FHIR is in its essence is only a general methodology for transmitting electronic messages with clinical data. Pervading the HIT ecosystem is a lack of understanding of the gargantuan levels of details which must be in precise alignment for interoperability to occur and be maintained. Maintaining interoperability requires constant vigilance and constant testing. It is wishful thinking that we have arrived at a solution, but we are no doubt light years ahead of where we were 5 years ago. FHIR is at the center of many trends that hope to revolutionize HIT, ultimately rendering the underlying EHR in the long term as a homogeneous commodity upon which an ecosystem of dozens of disease-specific or specialty-specific apps provide the clinical work flow and user experience.
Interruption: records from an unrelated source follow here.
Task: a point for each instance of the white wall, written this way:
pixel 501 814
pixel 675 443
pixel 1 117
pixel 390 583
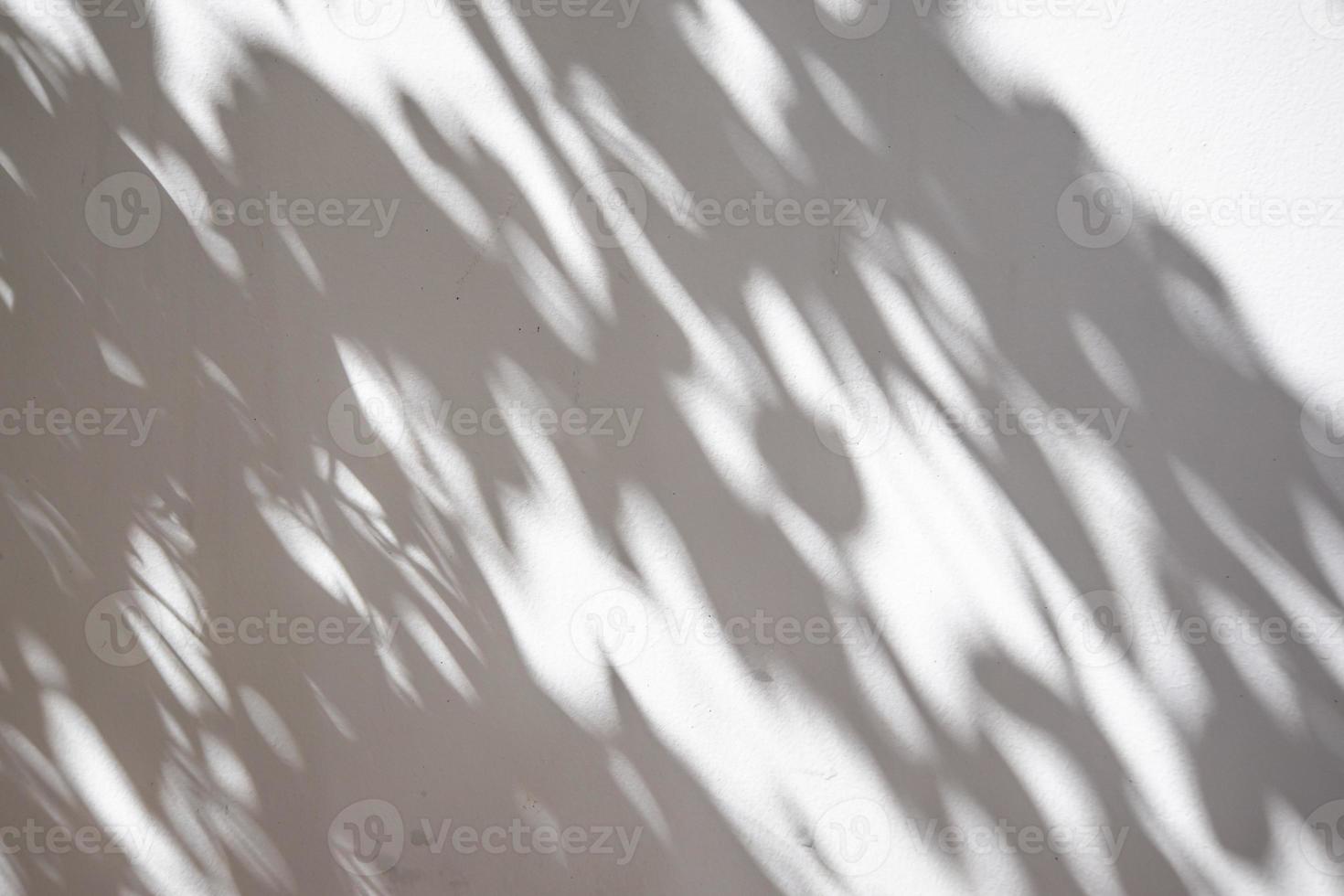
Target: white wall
pixel 752 613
But for today, we are still faced with the slow and tedious work of ensuring interoperability between different EHR systems which may all be using FHIR but in a different way. It must be remembered that FHIR is only an international standard, and a very flexible one at that. It is no more a cure for data silos, than eating a paper prescription is a cure for a disease. Let’s restate this as saying that walking into a grocery store does not automatically get your dinner cooked and on the table. A lot more work is involved to pick out the right ingredients, get them properly cooked and have them taste good. Similarly, using FHIR does not make one interoperable.
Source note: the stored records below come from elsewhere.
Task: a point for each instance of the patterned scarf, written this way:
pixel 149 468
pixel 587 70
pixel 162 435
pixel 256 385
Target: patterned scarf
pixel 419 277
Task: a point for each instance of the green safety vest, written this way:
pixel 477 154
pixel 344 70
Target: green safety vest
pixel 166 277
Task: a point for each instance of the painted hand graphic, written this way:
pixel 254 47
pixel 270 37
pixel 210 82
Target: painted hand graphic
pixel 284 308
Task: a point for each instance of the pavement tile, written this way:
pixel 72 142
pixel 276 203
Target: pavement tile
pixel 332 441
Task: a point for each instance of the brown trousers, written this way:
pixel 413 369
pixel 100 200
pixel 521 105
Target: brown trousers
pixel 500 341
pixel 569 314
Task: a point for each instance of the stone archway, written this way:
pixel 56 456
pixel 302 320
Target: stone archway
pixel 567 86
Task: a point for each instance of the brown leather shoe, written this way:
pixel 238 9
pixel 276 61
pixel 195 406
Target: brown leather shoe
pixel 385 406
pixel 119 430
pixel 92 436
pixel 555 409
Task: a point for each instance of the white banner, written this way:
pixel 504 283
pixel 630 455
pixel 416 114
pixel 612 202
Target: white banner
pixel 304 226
FHIR is not a magic bullet, and some of the features that form FHIR’s strengths also form its weaknesses. For example, while FHIR has been rapidly evolving, current iterations of the FHIR standard are not backwards-compatible with its own previous versions. Beginning with FHIR Release 4, some portions of FHIR will be considered normative, meaning that any changes to those portions must be backwards compatible. Until that time, however, changes between versions have been substantial. Additionally, while FHIR has been implemented worldwide, , more changes are forthcoming. Lastly, FHIR purposely does not attempt to handle all use-cases, relying instead on extension mechanisms that result in implementers having multiple ways of doing the same thing. Different implementers will extend FHIR differently, making interoperability a challenge. Even very slight differences, such as a lack of dashes in a social security number, or an unknown local code will cause problems. It is clear that in order for FHIR to succeed, a US organizational body, such as the HHS ONC, must define standard interoperable methods for FHIR extension at the implementer level so that FHIR’s weaknesses do not disillusion its user community. The US FHIR Core projects still holds hope for establishing a body of assumptions which can produce interoperability between different US based EHR systems. See this HL7 web site for the official set of guidelines http://hl7.org/fhir/us/core/. This Implementation Guide is published by the HL7 US Realm Steering Committee. Going beyond defined HL7 standards for individual clinical electronic messages, the Trusted Exchange Framework and Common Agreement (TEFCA) also holds promise. In the 21st Century Cures Act (Cures Act), Congress identified the importance of interoperability and set out a path for the interoperable exchange of Electronic Health Information. Specifically, Congress directed ONC to “develop or support a trusted exchange framework, including a common agreement among health information networks nationally.” This voluntary standard coordinated by the ONC can be seen here: TEFCA. This article on TEFCA in a Nutshell describes that TEFCA’s goals is “… to establish a single “on-ramp” for HIE that will enable providers, hospitals and other healthcare stakeholders to join any health information network (HIN) and then to automatically connect and participate in nationwide health information exchange.”